LEARNING-BASED TWO-WAY FEEDBACK CHANNEL CODING: A COMPARATIVE ANALYSIS OF NEURAL NETWORK ARCHITECTURES
DOI:
https://doi.org/10.70917/ijcisim-2026-2410Keywords:
deep learning, feedback channel coding, autoencoder, LSTM, attention mechanism, bit error rate, 6G communications, end-to-end learningAbstract
The integration of deep learning techniques with classical channel coding theory has ushered in a new generation of communication systems capable of end-to-end optimisation under realistic channel conditions.

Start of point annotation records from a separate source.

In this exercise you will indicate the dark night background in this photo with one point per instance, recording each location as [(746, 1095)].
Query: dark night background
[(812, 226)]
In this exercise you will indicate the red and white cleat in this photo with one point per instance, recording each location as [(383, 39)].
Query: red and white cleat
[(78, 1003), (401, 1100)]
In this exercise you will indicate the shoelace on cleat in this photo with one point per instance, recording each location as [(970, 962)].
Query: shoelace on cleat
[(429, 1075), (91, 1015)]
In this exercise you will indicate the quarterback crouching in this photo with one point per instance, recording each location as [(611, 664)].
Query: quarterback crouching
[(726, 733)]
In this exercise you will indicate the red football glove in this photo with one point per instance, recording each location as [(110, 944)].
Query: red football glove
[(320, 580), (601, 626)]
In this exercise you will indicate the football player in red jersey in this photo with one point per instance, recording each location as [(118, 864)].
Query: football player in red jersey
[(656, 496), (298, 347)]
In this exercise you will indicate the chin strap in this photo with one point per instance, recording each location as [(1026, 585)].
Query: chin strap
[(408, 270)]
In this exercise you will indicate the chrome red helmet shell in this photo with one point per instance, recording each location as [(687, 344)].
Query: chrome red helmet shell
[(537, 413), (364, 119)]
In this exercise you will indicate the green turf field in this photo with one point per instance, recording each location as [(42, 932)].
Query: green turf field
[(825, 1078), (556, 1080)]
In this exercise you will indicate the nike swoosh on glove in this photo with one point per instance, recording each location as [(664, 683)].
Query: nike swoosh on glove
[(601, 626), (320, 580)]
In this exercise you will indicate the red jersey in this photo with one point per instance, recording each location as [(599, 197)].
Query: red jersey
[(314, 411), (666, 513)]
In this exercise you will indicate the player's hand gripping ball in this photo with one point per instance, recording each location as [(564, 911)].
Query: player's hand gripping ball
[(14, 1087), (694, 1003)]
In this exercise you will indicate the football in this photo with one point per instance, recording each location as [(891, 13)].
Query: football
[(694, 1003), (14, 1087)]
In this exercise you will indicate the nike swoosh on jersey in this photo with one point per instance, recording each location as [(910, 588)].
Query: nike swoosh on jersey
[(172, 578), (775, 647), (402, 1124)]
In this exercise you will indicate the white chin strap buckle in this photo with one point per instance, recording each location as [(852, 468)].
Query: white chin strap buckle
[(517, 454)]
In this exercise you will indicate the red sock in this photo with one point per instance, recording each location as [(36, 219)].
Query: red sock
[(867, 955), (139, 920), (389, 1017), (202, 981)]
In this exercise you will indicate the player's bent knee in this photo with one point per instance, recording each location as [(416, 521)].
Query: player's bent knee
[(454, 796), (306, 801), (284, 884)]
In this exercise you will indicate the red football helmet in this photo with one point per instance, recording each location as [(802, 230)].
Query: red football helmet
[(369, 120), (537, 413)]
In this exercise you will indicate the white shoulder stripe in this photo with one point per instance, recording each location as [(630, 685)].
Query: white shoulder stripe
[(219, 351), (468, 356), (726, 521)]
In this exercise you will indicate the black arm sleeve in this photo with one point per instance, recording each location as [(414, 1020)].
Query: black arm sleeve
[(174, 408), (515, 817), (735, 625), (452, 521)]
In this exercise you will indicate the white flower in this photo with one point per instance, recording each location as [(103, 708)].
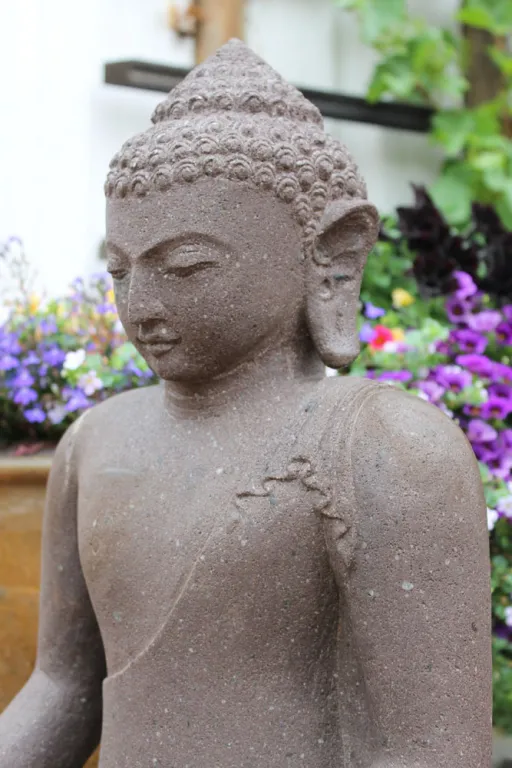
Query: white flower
[(74, 360), (492, 516), (90, 383), (57, 414)]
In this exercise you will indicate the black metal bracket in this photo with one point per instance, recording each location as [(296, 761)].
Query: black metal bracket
[(158, 77)]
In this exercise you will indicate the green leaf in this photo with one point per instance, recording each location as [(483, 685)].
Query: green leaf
[(453, 193), (452, 128), (476, 16), (488, 161)]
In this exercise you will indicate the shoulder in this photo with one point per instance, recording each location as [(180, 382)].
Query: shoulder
[(109, 419), (408, 455), (408, 428)]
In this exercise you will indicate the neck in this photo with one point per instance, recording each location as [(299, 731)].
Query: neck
[(268, 376)]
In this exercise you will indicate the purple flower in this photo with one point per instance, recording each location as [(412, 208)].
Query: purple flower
[(502, 372), (35, 415), (75, 400), (504, 333), (469, 341), (478, 364), (395, 376), (23, 379), (485, 321), (432, 390), (458, 309), (506, 438), (372, 312), (500, 390), (472, 410), (480, 432), (24, 396), (54, 357), (501, 466), (48, 326), (452, 377), (496, 408), (8, 362), (443, 348), (366, 333), (465, 285), (10, 344), (487, 452), (31, 358)]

This article presents a systematic comparative investigation of five distinct neural network paradigms—convolutional neural network (CNN) encoder-decoder pairs, long short-term memory (LSTM) recurrent architectures, attention-based transformer-inspired models, turbo autoencoders, and a novel hybrid CNN-LSTM framework—applied to the two-way feedback channel coding problem. By leveraging backward channel feedback, encoder representations are iteratively refined across multiple transmission rounds, significantly improving bit error rate (BER) performance beyond the single-shot, open-loop regime. Simulations conducted over additive white Gaussian noise (AWGN) and Rayleigh fading channels demonstrate that the proposed hybrid architecture achieves a coding gain of approximately 5.3 dB relative to an uncoded baseline at a BER of 10⁻´, while exhibiting favourable trade-offs between computational latency and error-correction capability. These results establish the viability of learning-based feedback coding as a foundation for sixth-generation (6G) physical-layer design.